Key Insights and Numerical Highlights
The paper delineates the convergence and divergence of predictive processing mechanisms across species and sensory modalities. Notably, it highlights strong convergence in the role of top-down inputs and inhibitory interneurons shaping mismatch signals. Numerical emphasis is placed on the proportion of neurons responding to mismatches, such as the approximate 11% of excitatory neurons in layer 2/3 displaying mismatch responses in visual cortex paradigms. Contrastingly, it recognizes divergence in species-specific cortical hierarchy, with primates exhibiting deeper hierarchical levels compared to rodents, and modality-dependent roles of cortical layers.
Experimental proposals are suggested to resolve conflicts and knowledge gaps, primarily using in-vivo techniques such as two-photon imaging and electrophysiological recordings. The outcomes of these experiments, shared through the OpenScope program, aim to facilitate model validation and iterative refinement to decode the neural circuits involved in predictive processing.
Mechanistic Exploration
The paper describes a diverse array of error and mismatch types utilized in experimental settings (e.g., sensory mismatches, sensory-motor mismatches, and omission oddballs), each eliciting unique neuronal responses that may be supported by distinct biological mechanisms. For example, sensory-motor mismatches expose the brain's ability to integrate motor activities with corresponding sensory feedback, suggesting a role for top-down inputs from motor areas in shaping prediction errors.
At the cellular and network level, the role of different subtypes of neurons, particularly inhibitory interneurons such as PV, VIP, and SOM cells, is elucidated. These subtypes contribute to the computation and modulation of predictive signals, with VIP neurons involved in disinhibition and SOM neurons integrating lateral contextual inputs. Diverse responses in predictive processing can emerge from dendritic events, particularly within apical dendrites, which receive predictive signals from higher-level areas, modulating neuronal gain and encoding prediction errors.
Theoretical Modeling and Implications
The paper proposes theoretical modeling frameworks that simulate predictive processing using biologically plausible networks. Hierarchical models such as cellular and dendritic predictive coding propose varying pathways for information flow and integration across cortical areas. These models are grounded in recent findings of cortical connectivity patterns and interlaminar interactions.
Divergence between experimental evidence and theories is noted, particularly regarding hierarchical assumptions differing across species and the temporal dynamics of prediction errors. The paper advocates for integrative studies across modalities and species to refine existing models, suggesting these experiments could pave pathways for understanding predictive processing as a more generalized cortical computation.
Future Directions and Speculative Insights
The implications of this research extend to improving our understanding of sensory processing, neural plasticity, and cognitive functions.

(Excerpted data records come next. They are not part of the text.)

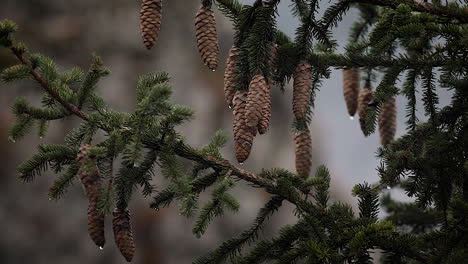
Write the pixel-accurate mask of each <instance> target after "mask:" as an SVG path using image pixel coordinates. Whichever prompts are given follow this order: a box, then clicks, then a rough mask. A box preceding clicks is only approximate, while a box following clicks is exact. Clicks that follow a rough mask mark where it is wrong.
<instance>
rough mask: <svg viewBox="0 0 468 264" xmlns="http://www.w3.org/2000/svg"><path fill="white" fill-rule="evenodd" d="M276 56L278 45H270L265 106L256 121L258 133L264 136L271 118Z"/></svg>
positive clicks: (265, 98) (276, 53) (263, 106)
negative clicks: (269, 54)
mask: <svg viewBox="0 0 468 264" xmlns="http://www.w3.org/2000/svg"><path fill="white" fill-rule="evenodd" d="M277 55H278V45H276V44H275V43H272V45H271V59H270V76H269V78H268V83H267V91H266V93H265V104H263V107H262V114H261V116H260V120H258V125H257V129H258V133H260V134H265V133H266V132H267V131H268V129H269V128H270V118H271V85H272V84H273V66H274V62H275V60H276V56H277Z"/></svg>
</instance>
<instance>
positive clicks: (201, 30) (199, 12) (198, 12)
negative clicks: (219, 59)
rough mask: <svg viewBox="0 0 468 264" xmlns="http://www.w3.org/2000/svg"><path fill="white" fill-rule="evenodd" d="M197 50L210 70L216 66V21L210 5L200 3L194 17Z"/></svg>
mask: <svg viewBox="0 0 468 264" xmlns="http://www.w3.org/2000/svg"><path fill="white" fill-rule="evenodd" d="M195 29H196V34H197V43H198V51H199V52H200V55H201V57H202V59H203V62H204V63H205V65H207V66H208V68H210V69H211V70H212V71H214V70H216V67H217V66H218V54H219V46H218V36H217V34H216V21H215V17H214V15H213V10H212V9H211V6H204V5H202V6H201V7H200V9H199V10H198V13H197V16H196V17H195Z"/></svg>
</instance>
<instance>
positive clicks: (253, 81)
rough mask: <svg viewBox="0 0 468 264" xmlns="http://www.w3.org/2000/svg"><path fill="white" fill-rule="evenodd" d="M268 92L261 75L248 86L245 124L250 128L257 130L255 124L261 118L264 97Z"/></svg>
mask: <svg viewBox="0 0 468 264" xmlns="http://www.w3.org/2000/svg"><path fill="white" fill-rule="evenodd" d="M267 92H268V86H267V83H266V81H265V78H264V77H263V75H260V74H257V75H255V76H254V77H253V78H252V80H251V81H250V84H249V92H248V93H247V105H246V107H247V108H246V112H245V117H246V121H247V122H246V123H247V125H248V126H250V127H255V129H257V128H256V127H257V124H258V121H259V120H260V118H261V117H262V110H263V107H264V106H265V104H266V101H265V96H266V93H267Z"/></svg>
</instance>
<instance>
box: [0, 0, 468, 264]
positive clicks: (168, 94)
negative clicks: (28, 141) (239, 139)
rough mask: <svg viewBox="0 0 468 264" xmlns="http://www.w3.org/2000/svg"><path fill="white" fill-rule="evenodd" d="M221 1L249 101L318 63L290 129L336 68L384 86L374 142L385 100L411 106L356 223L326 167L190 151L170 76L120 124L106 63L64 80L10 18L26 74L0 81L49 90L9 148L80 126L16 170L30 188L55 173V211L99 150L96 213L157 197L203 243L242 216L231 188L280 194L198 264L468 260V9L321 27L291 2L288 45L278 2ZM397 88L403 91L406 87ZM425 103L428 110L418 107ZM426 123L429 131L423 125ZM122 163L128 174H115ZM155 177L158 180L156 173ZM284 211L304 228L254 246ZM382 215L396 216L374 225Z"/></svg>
mask: <svg viewBox="0 0 468 264" xmlns="http://www.w3.org/2000/svg"><path fill="white" fill-rule="evenodd" d="M205 2H206V1H205ZM213 2H214V4H215V5H216V6H217V7H218V9H219V11H221V12H222V13H223V14H224V15H225V16H227V17H228V18H230V19H231V20H232V21H233V26H234V29H235V36H234V40H235V44H236V45H237V46H238V47H239V48H240V54H239V59H238V61H237V63H236V69H237V70H236V73H237V74H236V76H237V80H238V83H239V85H238V87H237V89H247V87H248V84H249V81H250V80H251V78H252V77H253V76H254V75H255V74H263V75H264V76H266V77H269V76H270V74H271V75H272V77H273V81H274V83H275V84H276V85H277V86H279V87H280V88H281V89H284V88H285V87H284V86H285V83H286V82H287V81H288V80H290V79H291V78H292V77H293V73H294V69H295V67H296V65H297V63H298V62H299V61H300V60H307V61H308V62H309V63H310V65H312V72H313V74H312V76H313V80H312V81H313V91H312V94H311V104H310V110H309V111H308V112H307V116H306V118H304V120H296V121H295V122H294V125H293V126H294V127H295V129H300V128H301V127H304V126H307V125H308V124H310V120H311V118H312V113H313V111H312V110H313V106H314V98H315V94H316V91H317V90H318V88H319V87H320V83H321V80H323V79H324V78H328V77H329V75H330V71H331V70H332V69H333V68H347V67H358V68H360V69H361V71H362V72H365V73H366V74H365V75H366V76H365V77H364V78H366V80H367V82H368V83H369V82H372V84H373V87H375V90H374V100H373V101H372V102H371V103H370V104H369V106H368V108H367V112H366V122H365V123H366V128H365V133H366V134H367V135H368V134H371V133H373V132H374V131H375V129H376V124H377V117H378V114H379V111H380V107H381V105H382V104H383V103H384V102H385V101H386V100H388V99H389V98H391V97H393V96H395V95H402V96H405V97H406V98H407V102H408V104H407V107H406V112H407V122H406V124H407V133H406V134H405V135H403V136H402V137H400V138H398V139H396V140H395V141H393V142H392V143H390V144H388V145H386V146H385V147H382V148H380V149H379V150H378V157H379V158H380V159H381V160H382V162H381V166H380V167H379V168H378V173H379V176H380V181H379V182H378V183H376V184H374V185H370V184H368V183H363V184H358V185H356V186H355V188H354V189H353V194H354V195H356V196H358V198H359V213H358V215H355V214H354V213H353V211H352V210H351V207H350V206H348V205H346V204H343V203H329V202H328V187H329V183H330V179H331V178H332V177H333V176H331V175H330V173H329V171H328V169H327V168H326V167H325V166H323V165H322V166H319V167H318V169H317V171H316V173H315V176H314V177H311V178H308V179H300V178H298V177H297V175H296V174H294V173H292V172H289V171H286V170H284V169H280V168H273V169H264V170H262V171H261V172H259V173H258V174H254V173H251V172H247V171H245V170H242V169H240V168H239V167H237V166H235V165H233V164H231V163H230V162H228V161H227V160H224V159H223V158H222V156H221V155H220V152H219V148H221V147H222V146H223V145H224V144H225V142H226V141H227V140H228V138H227V136H226V135H225V134H224V133H223V132H217V133H216V134H215V135H214V136H213V137H212V138H211V141H210V142H209V143H208V144H207V145H205V146H204V147H203V148H202V149H195V148H193V147H191V146H189V145H187V144H186V143H185V141H184V139H183V137H182V136H181V135H179V134H178V133H177V132H176V131H175V129H174V128H175V127H176V126H178V125H180V124H181V123H182V122H185V121H187V120H190V119H191V118H192V117H193V112H192V110H191V109H189V108H187V107H185V106H180V105H176V104H173V103H171V102H170V100H169V98H170V95H171V86H170V83H169V82H170V78H169V76H168V74H166V73H150V74H147V75H144V76H141V77H140V79H139V81H138V83H137V85H136V90H135V92H136V98H137V105H136V106H135V110H134V112H132V113H125V112H119V111H117V110H114V109H110V108H108V107H107V106H106V104H105V100H104V98H102V97H100V96H99V95H98V94H97V93H96V92H95V89H96V87H97V86H98V83H99V80H100V79H101V78H102V77H104V76H106V75H108V74H109V73H110V72H109V70H108V69H107V68H106V67H105V66H104V64H103V62H102V60H101V59H100V58H99V57H98V56H93V57H92V61H91V65H90V67H89V69H88V70H87V72H85V71H83V70H81V69H79V68H73V69H71V70H69V71H65V72H59V71H58V70H57V67H56V65H55V64H54V62H53V60H52V59H50V58H47V57H45V56H43V55H41V54H37V53H31V52H29V51H28V50H27V47H26V45H25V44H23V43H21V42H18V41H15V40H14V39H13V33H14V32H15V31H16V25H15V24H14V23H13V22H11V21H8V20H3V21H2V22H1V23H0V45H1V46H3V47H4V48H7V49H10V50H11V52H12V53H13V54H14V55H15V56H16V57H17V59H18V62H19V64H18V65H15V66H12V67H10V68H8V69H6V70H4V71H3V72H2V74H1V80H2V81H3V82H6V83H10V82H15V81H19V80H24V79H32V80H34V81H36V82H37V83H38V84H39V85H40V86H41V88H42V89H43V92H44V95H43V97H42V101H41V102H42V105H41V106H40V107H39V106H33V105H31V104H30V103H29V102H28V99H26V98H22V97H21V98H17V100H16V102H15V104H14V106H13V112H14V114H15V115H16V117H17V119H16V122H15V124H14V125H13V126H12V128H11V130H10V135H9V139H10V141H12V142H15V141H18V140H20V139H21V138H22V137H23V136H24V135H25V134H26V133H28V132H29V131H30V130H31V129H33V128H34V126H36V127H37V129H38V133H39V135H40V136H43V135H45V134H46V133H47V128H48V126H49V125H53V123H54V121H55V120H59V119H64V118H71V116H75V117H78V118H80V119H81V121H82V122H81V124H80V126H79V127H77V128H76V129H74V130H72V131H70V132H69V134H68V135H67V137H66V138H65V140H64V142H63V144H42V145H40V146H39V149H38V152H37V154H35V155H33V156H32V157H31V158H29V159H28V160H26V161H24V162H23V163H22V164H21V165H20V166H19V168H18V169H19V172H20V179H21V180H23V181H32V180H34V179H35V178H36V176H39V175H40V174H41V173H43V172H44V171H46V170H48V169H51V170H53V171H55V172H56V173H57V175H58V176H57V178H56V180H55V183H54V184H53V186H52V187H51V188H50V192H49V195H50V198H52V199H59V198H61V197H62V196H63V194H64V193H65V192H66V191H67V188H69V187H70V186H71V183H72V181H74V180H75V179H76V178H77V173H78V169H79V168H78V164H77V161H76V155H77V152H78V149H79V148H80V146H82V145H83V144H85V143H92V145H93V147H92V148H91V149H90V151H89V153H90V154H89V155H93V158H95V159H97V164H99V166H98V167H99V177H100V181H101V182H102V188H103V191H102V192H101V195H100V197H99V203H98V205H99V208H100V210H102V212H103V213H105V214H108V213H109V212H110V211H111V210H112V209H113V208H114V207H116V208H118V209H119V210H124V209H125V208H126V207H127V205H128V202H129V201H130V200H131V199H132V197H133V196H134V195H135V191H136V190H140V191H141V192H142V194H143V195H144V196H148V197H151V198H152V202H151V204H150V206H151V207H152V208H154V209H158V208H160V207H162V206H167V205H169V204H171V203H173V202H175V203H178V205H179V206H178V208H179V210H180V213H181V214H182V215H184V216H187V217H197V221H196V223H195V226H194V227H193V233H194V234H195V235H196V236H202V235H203V233H204V232H205V230H206V228H207V226H208V225H209V224H210V222H211V221H212V220H213V219H214V218H215V217H218V216H220V215H222V214H223V213H224V212H225V210H232V211H237V210H238V209H239V206H240V205H239V203H238V202H237V201H236V199H235V197H233V196H232V195H231V194H229V190H230V189H231V188H232V187H233V186H234V185H235V183H236V181H235V180H236V179H240V180H243V181H247V182H249V183H250V184H251V185H252V187H260V188H263V189H265V190H266V191H267V192H269V193H270V194H271V195H272V197H271V199H270V200H269V201H268V202H267V203H266V204H265V205H264V206H263V207H262V208H261V209H260V210H259V212H258V215H257V217H256V218H255V220H254V222H253V223H252V226H251V227H250V228H249V229H247V230H245V231H244V232H242V233H241V234H239V235H238V236H236V237H233V238H231V239H229V240H227V241H225V242H224V243H222V244H221V245H220V246H219V247H218V248H216V249H214V250H213V251H211V252H209V253H207V254H206V255H204V256H201V257H200V258H198V259H196V260H194V263H198V264H201V263H224V262H226V261H231V262H232V263H262V262H267V261H274V263H295V262H299V261H305V263H370V262H371V261H372V256H371V253H372V252H373V251H374V250H375V249H381V250H383V252H384V254H383V257H382V261H383V262H384V263H463V261H466V260H467V259H468V255H467V253H466V248H467V247H468V235H467V232H468V175H467V174H468V161H467V151H468V76H467V70H468V60H467V56H468V48H467V47H468V24H467V23H468V14H467V13H466V10H467V9H468V5H467V4H466V3H459V2H460V1H459V2H452V3H445V2H444V3H442V1H432V3H427V1H413V0H401V1H398V0H377V1H367V0H342V1H332V2H333V4H332V5H331V6H330V7H329V8H328V9H327V10H326V11H325V12H324V14H323V16H322V17H320V18H318V17H317V15H318V9H319V8H320V3H319V1H316V0H293V1H292V4H291V5H292V12H293V13H294V14H295V15H296V16H298V17H299V20H300V26H299V27H298V28H297V31H296V34H295V37H294V40H293V39H290V38H288V37H287V36H286V35H285V34H283V33H282V32H281V31H279V30H278V29H277V28H276V22H275V21H276V16H277V12H276V11H277V10H276V8H277V5H278V4H279V2H280V0H265V1H260V0H258V1H255V3H254V4H253V5H245V6H243V5H241V4H239V3H238V2H237V1H236V0H216V1H213ZM350 8H357V9H358V10H359V11H360V15H359V18H358V19H357V20H356V21H355V22H354V24H353V26H352V27H351V32H350V38H349V39H350V41H349V44H347V46H346V52H345V53H343V54H339V53H336V52H335V49H336V47H337V43H336V41H334V40H333V38H332V34H331V31H332V29H333V28H334V27H336V26H339V25H340V23H339V22H340V20H341V19H342V17H343V16H344V15H345V14H346V12H347V11H348V10H349V9H350ZM272 42H274V43H276V44H277V45H278V55H277V58H276V60H275V61H274V62H273V63H271V62H270V59H271V56H270V55H269V54H270V53H269V52H270V47H271V44H272ZM376 76H382V78H376ZM377 79H380V81H376V80H377ZM400 81H402V85H398V84H399V83H400ZM438 89H439V90H440V89H449V90H451V91H452V100H451V102H450V104H449V105H447V106H445V107H443V108H441V107H440V106H439V105H438V94H437V90H438ZM418 92H419V93H420V94H421V95H422V100H421V101H419V100H417V99H416V93H418ZM416 104H422V105H424V110H425V112H424V114H423V113H417V112H416ZM418 115H419V118H421V119H422V120H426V119H427V121H425V122H419V121H418V120H419V118H418ZM424 116H425V117H427V118H424ZM98 130H102V131H104V132H105V139H104V140H102V141H96V140H94V135H95V133H96V132H97V131H98ZM117 158H121V160H122V161H121V164H116V162H114V160H116V159H117ZM181 159H185V160H188V161H190V166H188V165H187V166H184V165H182V163H181ZM118 165H119V166H118ZM156 165H158V166H159V167H160V168H161V172H162V175H155V174H154V173H153V170H154V167H155V166H156ZM161 176H163V177H166V178H167V179H168V181H169V185H168V186H167V187H166V188H165V189H161V188H159V190H157V189H156V186H153V185H152V184H151V179H152V178H153V177H161ZM211 186H213V188H211V189H210V190H211V194H212V199H211V200H210V201H208V202H207V203H206V204H204V205H199V203H198V197H199V195H200V193H201V192H204V191H205V190H206V189H208V188H209V187H211ZM387 186H389V187H394V188H401V189H403V190H404V192H405V193H406V194H407V195H408V196H409V197H413V198H415V202H408V203H402V202H398V201H394V200H392V198H391V197H390V196H388V195H385V196H383V197H381V196H380V193H381V191H382V189H385V188H387ZM137 187H138V188H137ZM286 201H287V202H290V203H292V204H294V205H295V207H296V210H295V212H296V214H297V216H298V221H297V223H295V224H293V225H287V226H284V227H282V228H281V229H280V230H279V231H278V233H277V235H275V236H274V237H273V238H271V239H267V240H261V241H258V237H259V236H258V234H259V232H261V230H262V228H263V226H264V225H265V222H266V221H267V220H268V218H269V217H270V216H271V215H272V214H274V213H275V211H277V210H278V208H279V207H280V206H281V205H282V204H283V203H284V202H286ZM381 208H383V209H384V210H386V211H387V212H388V217H387V218H386V219H382V220H379V219H378V218H377V216H378V213H379V210H380V209H381ZM136 235H137V236H138V234H136ZM137 252H138V248H137Z"/></svg>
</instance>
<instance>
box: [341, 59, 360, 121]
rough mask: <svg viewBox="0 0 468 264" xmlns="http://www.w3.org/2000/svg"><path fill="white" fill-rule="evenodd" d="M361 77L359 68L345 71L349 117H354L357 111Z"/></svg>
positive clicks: (344, 85)
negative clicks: (350, 116)
mask: <svg viewBox="0 0 468 264" xmlns="http://www.w3.org/2000/svg"><path fill="white" fill-rule="evenodd" d="M359 86H360V76H359V68H350V69H343V94H344V97H345V102H346V107H347V108H348V113H349V116H351V117H352V116H354V114H355V113H356V110H357V99H358V96H359Z"/></svg>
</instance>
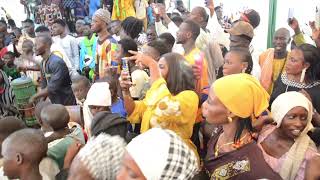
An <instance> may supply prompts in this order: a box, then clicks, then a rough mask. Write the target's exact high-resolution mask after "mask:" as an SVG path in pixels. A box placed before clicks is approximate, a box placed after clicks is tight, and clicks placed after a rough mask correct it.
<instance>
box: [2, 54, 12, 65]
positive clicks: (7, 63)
mask: <svg viewBox="0 0 320 180" xmlns="http://www.w3.org/2000/svg"><path fill="white" fill-rule="evenodd" d="M3 61H4V63H5V64H6V65H8V66H11V65H13V61H14V58H13V57H11V55H9V54H5V55H4V56H3Z"/></svg>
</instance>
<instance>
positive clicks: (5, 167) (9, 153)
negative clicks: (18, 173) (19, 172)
mask: <svg viewBox="0 0 320 180" xmlns="http://www.w3.org/2000/svg"><path fill="white" fill-rule="evenodd" d="M1 155H2V156H3V174H4V175H5V176H7V177H8V178H10V179H16V178H18V173H17V169H18V164H17V162H16V161H15V157H14V153H13V152H12V149H11V148H10V147H9V145H8V143H6V141H4V143H3V144H2V149H1Z"/></svg>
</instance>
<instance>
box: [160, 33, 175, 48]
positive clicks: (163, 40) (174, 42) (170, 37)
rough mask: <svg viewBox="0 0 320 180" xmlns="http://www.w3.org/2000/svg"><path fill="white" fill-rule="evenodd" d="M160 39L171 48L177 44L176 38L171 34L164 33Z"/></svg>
mask: <svg viewBox="0 0 320 180" xmlns="http://www.w3.org/2000/svg"><path fill="white" fill-rule="evenodd" d="M159 39H161V40H163V41H164V42H165V43H166V44H169V45H170V46H171V47H173V46H174V43H175V42H176V40H175V38H174V37H173V36H172V34H171V33H162V34H160V36H159Z"/></svg>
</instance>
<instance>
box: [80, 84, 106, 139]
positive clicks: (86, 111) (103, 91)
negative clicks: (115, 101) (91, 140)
mask: <svg viewBox="0 0 320 180" xmlns="http://www.w3.org/2000/svg"><path fill="white" fill-rule="evenodd" d="M111 105H112V98H111V92H110V89H109V83H107V82H98V83H94V84H92V86H91V88H90V89H89V91H88V94H87V99H86V101H85V102H84V105H83V120H84V129H85V131H86V133H87V134H88V136H89V137H90V136H91V132H90V128H91V122H92V119H93V116H92V114H91V111H90V108H89V106H104V107H107V106H111Z"/></svg>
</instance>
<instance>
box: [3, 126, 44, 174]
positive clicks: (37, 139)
mask: <svg viewBox="0 0 320 180" xmlns="http://www.w3.org/2000/svg"><path fill="white" fill-rule="evenodd" d="M47 150H48V144H47V142H46V139H45V137H44V135H43V133H42V132H41V131H40V130H36V129H29V128H27V129H22V130H19V131H16V132H14V133H13V134H11V135H10V136H9V137H8V138H6V139H5V141H4V142H3V150H2V154H3V156H4V159H11V160H12V161H10V162H11V163H10V167H8V166H9V164H8V163H4V173H5V174H6V175H7V176H8V177H9V178H20V177H19V175H20V172H21V168H23V167H24V168H28V166H31V167H39V164H40V162H41V160H42V159H43V158H44V157H45V156H46V154H47ZM23 165H24V166H23ZM9 169H10V170H9Z"/></svg>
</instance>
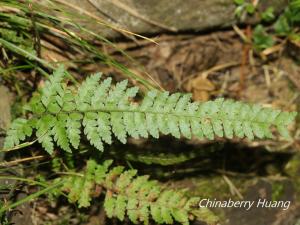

Future developments in artificial intelligence could leverage insights from predictive processing to enhance models that mimic brain-like computations. The iterative validation approach through collaborative datasets aims to refine theoretical frameworks continuously, laying grounds for more comprehensive models that could unify disparate findings in neuroscience related to predictive coding.
Conclusion
This paper provides a robust synthesis of the neural mechanisms governing predictive processing, underscoring both theoretical and experimental advancements. By proposing a unified experimental framework across modalities and species, and leveraging community collaboration, it sets the stage for resolving existing conflicts and advancing our understanding of predictive processing in sensory and cognitive neuroscience. The anticipated datasets promise to be instrumental for further research and model development, anchoring predictive processing as a central theme in understanding and simulating neural computations.